Flattening of Big Data architecture has become something of an epidemic. The largeness of Big Data has forced the middle and bottom layers of the stack – analytics and data – to converge; the accessibility of SQL married to the scale of Hadoop has driven a similar result. And now we’re seeing the top, middle, and in some cases lower levels of the stack converging with BI and transformation atop an increasingly ambitious data tier.

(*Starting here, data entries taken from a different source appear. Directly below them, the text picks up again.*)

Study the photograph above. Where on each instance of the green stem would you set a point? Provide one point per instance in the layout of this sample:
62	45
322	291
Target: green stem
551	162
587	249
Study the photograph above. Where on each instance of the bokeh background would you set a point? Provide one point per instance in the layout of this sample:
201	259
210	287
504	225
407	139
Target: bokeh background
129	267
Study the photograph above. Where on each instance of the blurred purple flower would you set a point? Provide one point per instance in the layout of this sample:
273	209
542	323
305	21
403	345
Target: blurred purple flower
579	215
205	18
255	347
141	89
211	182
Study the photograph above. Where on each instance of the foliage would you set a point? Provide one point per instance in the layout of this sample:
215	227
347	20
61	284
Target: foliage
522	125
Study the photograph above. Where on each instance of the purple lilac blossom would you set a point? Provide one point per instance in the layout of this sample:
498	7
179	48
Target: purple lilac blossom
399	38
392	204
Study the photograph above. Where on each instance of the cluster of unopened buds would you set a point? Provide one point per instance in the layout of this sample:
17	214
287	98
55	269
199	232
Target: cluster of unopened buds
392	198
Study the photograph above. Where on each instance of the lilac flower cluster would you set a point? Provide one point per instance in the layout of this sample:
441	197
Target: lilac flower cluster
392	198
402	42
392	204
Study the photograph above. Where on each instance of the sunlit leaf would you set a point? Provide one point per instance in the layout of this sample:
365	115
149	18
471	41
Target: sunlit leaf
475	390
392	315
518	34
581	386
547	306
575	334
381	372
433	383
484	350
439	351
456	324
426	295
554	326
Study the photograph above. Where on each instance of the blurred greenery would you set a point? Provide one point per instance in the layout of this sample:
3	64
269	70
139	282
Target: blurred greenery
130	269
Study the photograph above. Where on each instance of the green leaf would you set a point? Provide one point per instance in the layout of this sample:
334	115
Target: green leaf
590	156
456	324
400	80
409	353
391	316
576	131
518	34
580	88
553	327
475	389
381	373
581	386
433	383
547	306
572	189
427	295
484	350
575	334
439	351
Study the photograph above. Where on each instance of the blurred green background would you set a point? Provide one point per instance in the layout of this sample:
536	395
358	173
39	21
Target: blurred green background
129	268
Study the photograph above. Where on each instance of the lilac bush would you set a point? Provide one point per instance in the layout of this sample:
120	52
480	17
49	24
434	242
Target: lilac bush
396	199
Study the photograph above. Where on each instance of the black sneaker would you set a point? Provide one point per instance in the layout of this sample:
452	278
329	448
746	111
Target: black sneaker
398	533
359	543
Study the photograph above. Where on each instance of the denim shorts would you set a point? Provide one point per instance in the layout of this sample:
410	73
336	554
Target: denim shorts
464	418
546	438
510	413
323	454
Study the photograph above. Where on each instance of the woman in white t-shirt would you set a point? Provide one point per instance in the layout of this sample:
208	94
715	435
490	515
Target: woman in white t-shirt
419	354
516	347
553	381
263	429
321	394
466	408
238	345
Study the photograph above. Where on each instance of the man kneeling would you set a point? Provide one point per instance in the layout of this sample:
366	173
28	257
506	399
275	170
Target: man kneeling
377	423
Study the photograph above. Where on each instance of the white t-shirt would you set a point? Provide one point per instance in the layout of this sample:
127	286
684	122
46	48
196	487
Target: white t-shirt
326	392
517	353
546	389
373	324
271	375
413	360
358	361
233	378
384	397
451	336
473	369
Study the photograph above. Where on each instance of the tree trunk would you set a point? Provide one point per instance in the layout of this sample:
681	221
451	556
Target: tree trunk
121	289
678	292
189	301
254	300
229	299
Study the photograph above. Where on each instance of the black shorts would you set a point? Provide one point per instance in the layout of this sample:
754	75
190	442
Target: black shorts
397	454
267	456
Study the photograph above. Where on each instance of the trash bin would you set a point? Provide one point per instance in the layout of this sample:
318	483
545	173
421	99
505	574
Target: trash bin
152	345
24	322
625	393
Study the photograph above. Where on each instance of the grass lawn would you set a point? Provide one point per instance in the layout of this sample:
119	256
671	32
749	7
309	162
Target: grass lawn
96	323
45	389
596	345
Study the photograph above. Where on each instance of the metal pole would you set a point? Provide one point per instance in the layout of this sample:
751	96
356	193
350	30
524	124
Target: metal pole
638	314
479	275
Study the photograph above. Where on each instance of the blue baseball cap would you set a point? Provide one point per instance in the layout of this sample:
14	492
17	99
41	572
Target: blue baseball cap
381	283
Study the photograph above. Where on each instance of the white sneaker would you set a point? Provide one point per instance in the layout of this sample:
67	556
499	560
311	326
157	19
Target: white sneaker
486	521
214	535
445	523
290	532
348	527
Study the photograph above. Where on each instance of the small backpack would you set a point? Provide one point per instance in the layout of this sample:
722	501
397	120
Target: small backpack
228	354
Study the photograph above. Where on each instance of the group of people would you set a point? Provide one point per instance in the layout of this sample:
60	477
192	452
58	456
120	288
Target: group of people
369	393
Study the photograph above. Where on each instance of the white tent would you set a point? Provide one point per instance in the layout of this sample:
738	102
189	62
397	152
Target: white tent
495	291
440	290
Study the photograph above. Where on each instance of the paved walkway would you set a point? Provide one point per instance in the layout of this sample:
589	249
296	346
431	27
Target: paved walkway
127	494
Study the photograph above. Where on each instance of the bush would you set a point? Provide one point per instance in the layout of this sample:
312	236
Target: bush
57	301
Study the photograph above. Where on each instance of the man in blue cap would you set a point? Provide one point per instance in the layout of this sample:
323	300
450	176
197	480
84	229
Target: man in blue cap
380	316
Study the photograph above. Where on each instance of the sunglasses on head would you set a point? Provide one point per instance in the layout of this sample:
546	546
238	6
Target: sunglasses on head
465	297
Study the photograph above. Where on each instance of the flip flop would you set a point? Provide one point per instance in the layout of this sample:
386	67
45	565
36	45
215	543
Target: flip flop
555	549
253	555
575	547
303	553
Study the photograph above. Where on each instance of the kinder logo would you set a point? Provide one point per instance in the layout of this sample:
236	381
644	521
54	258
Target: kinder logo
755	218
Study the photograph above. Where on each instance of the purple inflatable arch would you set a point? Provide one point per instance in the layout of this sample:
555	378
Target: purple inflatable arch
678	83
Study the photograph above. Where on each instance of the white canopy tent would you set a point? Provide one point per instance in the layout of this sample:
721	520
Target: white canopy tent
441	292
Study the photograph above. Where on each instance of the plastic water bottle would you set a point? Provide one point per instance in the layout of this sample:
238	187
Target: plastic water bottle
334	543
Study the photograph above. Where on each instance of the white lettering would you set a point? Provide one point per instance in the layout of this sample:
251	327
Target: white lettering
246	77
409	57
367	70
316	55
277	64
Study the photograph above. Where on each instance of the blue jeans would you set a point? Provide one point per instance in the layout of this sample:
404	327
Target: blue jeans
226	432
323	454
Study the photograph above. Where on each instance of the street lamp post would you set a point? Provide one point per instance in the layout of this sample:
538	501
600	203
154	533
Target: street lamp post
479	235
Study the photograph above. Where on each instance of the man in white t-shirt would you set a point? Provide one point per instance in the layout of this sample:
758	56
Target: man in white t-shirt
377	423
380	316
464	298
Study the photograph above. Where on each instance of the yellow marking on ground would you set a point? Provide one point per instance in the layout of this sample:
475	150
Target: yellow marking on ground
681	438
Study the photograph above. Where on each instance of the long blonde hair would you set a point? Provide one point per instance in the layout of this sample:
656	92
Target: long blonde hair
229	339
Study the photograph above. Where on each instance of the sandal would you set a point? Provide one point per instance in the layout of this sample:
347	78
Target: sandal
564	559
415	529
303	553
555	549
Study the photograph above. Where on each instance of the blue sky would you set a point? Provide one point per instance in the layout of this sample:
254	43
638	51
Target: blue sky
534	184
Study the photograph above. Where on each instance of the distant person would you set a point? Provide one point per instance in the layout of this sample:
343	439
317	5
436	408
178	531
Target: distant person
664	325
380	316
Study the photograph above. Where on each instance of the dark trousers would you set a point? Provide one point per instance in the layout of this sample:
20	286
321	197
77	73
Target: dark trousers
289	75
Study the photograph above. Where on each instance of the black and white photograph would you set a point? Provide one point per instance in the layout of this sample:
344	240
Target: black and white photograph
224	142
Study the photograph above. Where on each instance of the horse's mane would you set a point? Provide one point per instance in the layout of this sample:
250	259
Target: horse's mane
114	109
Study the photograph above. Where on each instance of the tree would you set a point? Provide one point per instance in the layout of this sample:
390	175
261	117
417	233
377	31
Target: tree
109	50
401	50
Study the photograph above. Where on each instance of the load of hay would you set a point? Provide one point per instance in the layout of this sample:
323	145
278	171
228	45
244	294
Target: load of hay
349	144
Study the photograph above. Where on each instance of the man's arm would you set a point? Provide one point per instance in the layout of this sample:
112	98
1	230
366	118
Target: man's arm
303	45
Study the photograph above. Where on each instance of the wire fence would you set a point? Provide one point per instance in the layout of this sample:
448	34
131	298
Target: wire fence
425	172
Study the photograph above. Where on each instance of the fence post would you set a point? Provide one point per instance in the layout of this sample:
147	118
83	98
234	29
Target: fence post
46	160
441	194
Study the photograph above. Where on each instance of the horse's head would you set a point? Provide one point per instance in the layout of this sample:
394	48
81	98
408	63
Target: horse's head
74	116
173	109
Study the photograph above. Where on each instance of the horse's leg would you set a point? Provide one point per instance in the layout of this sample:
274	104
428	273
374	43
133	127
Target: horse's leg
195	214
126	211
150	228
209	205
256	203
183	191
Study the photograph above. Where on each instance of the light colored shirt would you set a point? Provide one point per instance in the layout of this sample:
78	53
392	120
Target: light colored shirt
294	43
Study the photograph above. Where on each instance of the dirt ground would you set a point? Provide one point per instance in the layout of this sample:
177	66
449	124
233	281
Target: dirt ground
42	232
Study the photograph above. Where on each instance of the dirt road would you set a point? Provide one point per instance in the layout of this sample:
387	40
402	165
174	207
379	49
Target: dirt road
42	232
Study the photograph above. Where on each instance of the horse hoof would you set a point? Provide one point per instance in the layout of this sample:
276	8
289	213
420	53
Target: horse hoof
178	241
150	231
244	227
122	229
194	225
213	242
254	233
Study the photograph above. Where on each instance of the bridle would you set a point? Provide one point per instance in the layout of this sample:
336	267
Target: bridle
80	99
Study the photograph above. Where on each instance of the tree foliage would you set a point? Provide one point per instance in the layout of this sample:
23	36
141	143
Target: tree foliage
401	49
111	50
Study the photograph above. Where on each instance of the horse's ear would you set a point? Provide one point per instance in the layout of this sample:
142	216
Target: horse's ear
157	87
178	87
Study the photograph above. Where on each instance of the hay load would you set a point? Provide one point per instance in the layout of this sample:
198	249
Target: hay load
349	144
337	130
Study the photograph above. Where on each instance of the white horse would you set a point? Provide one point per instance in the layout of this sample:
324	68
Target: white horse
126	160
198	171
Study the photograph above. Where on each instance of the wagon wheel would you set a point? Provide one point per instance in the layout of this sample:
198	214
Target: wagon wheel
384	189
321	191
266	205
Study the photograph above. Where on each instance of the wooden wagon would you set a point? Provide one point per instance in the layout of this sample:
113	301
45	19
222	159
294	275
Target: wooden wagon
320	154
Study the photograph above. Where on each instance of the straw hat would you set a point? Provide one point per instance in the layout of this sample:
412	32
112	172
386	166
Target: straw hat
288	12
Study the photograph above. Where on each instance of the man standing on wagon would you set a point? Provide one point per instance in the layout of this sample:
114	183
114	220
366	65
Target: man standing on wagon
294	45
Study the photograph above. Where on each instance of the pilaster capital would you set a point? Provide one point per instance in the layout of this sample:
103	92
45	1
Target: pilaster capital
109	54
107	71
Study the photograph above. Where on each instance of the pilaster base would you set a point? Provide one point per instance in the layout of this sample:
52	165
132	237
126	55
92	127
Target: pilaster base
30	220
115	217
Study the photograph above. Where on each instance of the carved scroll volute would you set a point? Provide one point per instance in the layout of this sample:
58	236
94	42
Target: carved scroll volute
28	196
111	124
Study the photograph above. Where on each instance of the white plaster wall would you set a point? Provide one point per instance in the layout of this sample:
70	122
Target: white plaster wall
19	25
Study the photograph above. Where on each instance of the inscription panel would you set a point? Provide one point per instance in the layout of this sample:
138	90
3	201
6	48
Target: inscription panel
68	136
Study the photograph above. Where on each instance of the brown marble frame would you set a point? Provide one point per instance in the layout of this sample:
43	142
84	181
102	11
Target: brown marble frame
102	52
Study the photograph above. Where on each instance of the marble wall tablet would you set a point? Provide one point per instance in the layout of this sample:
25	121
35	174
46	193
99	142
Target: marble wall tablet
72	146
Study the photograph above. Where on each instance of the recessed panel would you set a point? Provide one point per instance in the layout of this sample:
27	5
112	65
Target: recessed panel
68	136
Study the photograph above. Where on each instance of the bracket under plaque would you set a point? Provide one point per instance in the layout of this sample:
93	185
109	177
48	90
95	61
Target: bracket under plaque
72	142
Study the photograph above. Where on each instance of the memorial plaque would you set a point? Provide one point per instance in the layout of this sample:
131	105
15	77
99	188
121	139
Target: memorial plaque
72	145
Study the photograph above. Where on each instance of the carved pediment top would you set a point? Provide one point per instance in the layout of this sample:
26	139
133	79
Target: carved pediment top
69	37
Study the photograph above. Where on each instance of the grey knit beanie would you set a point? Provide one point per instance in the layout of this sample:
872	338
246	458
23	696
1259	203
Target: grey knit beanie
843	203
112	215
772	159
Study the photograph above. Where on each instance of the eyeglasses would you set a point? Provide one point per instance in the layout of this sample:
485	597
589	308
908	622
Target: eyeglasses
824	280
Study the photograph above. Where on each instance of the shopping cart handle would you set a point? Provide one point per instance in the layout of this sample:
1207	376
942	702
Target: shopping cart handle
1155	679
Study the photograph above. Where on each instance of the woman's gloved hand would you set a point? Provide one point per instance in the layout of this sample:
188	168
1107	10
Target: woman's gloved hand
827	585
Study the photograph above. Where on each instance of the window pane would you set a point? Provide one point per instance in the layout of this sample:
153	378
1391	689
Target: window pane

It began with the notion of making BI more self-service; give ordinary people the ability to make ad hoc queries without waiting for IT to clear its backlog. Tools like Tableau, QlikTech, and Spotfire have popularized visualization with intuitive front ends backed typically by some form of data caching mechanism for materializing views PDQ. Originally these approaches may have amounted to putting lipstick on a pig (e.g., big, ugly, complex SQL databases), but in many cases, these tools are packing more back end functionality to not simply paint pictures, but quickly assemble them. They are increasingly embedding their own transformation tools. While they are eliminating the ETL tier, they are definitely not eliminating the “T” – although that message tends to get blotted out by marketing hyperbole. That in turn is leading to the next step, which is elevating cache to becoming full-bore in-memory databases. So now you’ve collapsed, not only the ETL middle tier, but the data back end tier. We’re seeing platforms that would otherwise be classed Advanced SQL or NewSQL databases, like SiSense.
That phenomenon is also working its way on the NoSQL side where we see Platfora packaging, not only an in-memory caching tier for Hadoop, but also the means to marshal and transform data and views on the fly.
This is not simply a tale of flattening architecture for its own sake. The ramifications are basic changes to the analytics workflow and lifecycle. Instead of planning your data structures and queries ahead of time, generate schema and views on demand. Flattening the architecture facilitates this new style.
Traditionally with SQL – both for data warehousing and transaction systems – the process was completely different. You modeled the data and specified the tables at design time based on your knowledge of the content of the data and the queries and reports you were going to generate.
As you might recall, NoSQL was a reaction to the constraints of imposing a schema on the database at design time. By contrast, NoSQL did not necessarily do away with structure; it simply allowed the process to become more flexible. Collect the data and when it’s time to harvest it, explore it, discover the problem, and then derive the structure. And because in most NoSQL platforms, you still retain the data in raw form, you can generate a different schema as the nature of the problem, business challenge, or content of the data itself changes. Just run another series of MapReduce or similar processes to generate new views. Nonetheless, this view of flexible schema was borne with assumptions of a batch processing environment.
What’s changed is the declining cost of silicon-based storage: Flash (SSD) and memory (DRAM). That’s allowed those cute SQL D-I-Y visualization tools to morph into in-memory data platforms, because it was now cheap enough to gang terabytes of memory together. Likewise, it has cleared the way for Oracle and SAP to release in-memory platforms. And on the NoSQL side, it is making the notion of dynamic views from Hadoop thinkable.
We’re only at the beginning of the great rethink of analytic data views, schematizing processes, and architectural refactoring. It fires a shot across the bow to traditional BI players who have built their solutions on traditional schema at design rather than run time; in their case, it will require some significant architectural redesign. The old way will not disappear, as the contents of core end-of-period reporting and similar processes will not go away. There will always be a need for data warehouses and BI/reporting tools that provide repeatable, baseline query and reporting. And the analytic and data protection/housekeeping functions that are provided by established platforms will continue to be in demand. Astute BI and DW vendors should consider these new options as additive; they will be challenged by upstarts offering highly discounted pricing. For established vendors, the key is emphasizing the value add while they provide the means for taking advantage of the new, more flexible style of schema on demand.
Sadly, as we’re at the beginning of a new era of dynamic schema and dynamic analytics, there is also a lot of noise, like the dubious proposition that we can eliminate ETL. Folks, we are eliminating a tier, not the process itself. Even with Hadoop, when you analyze data, you inevitably end up forming it into a structure so you can grind out your analytics.
Disregard the noise and hype. You’re not going to replace your data warehouses for routine, mandated processes. But there will be new analytics will become more organic. It’s not simply a phenomenon in the Hadoop world, but with SQL as well. Your analytics infrastructure will flatten, and your schema and analytics will grow more flexible and organic.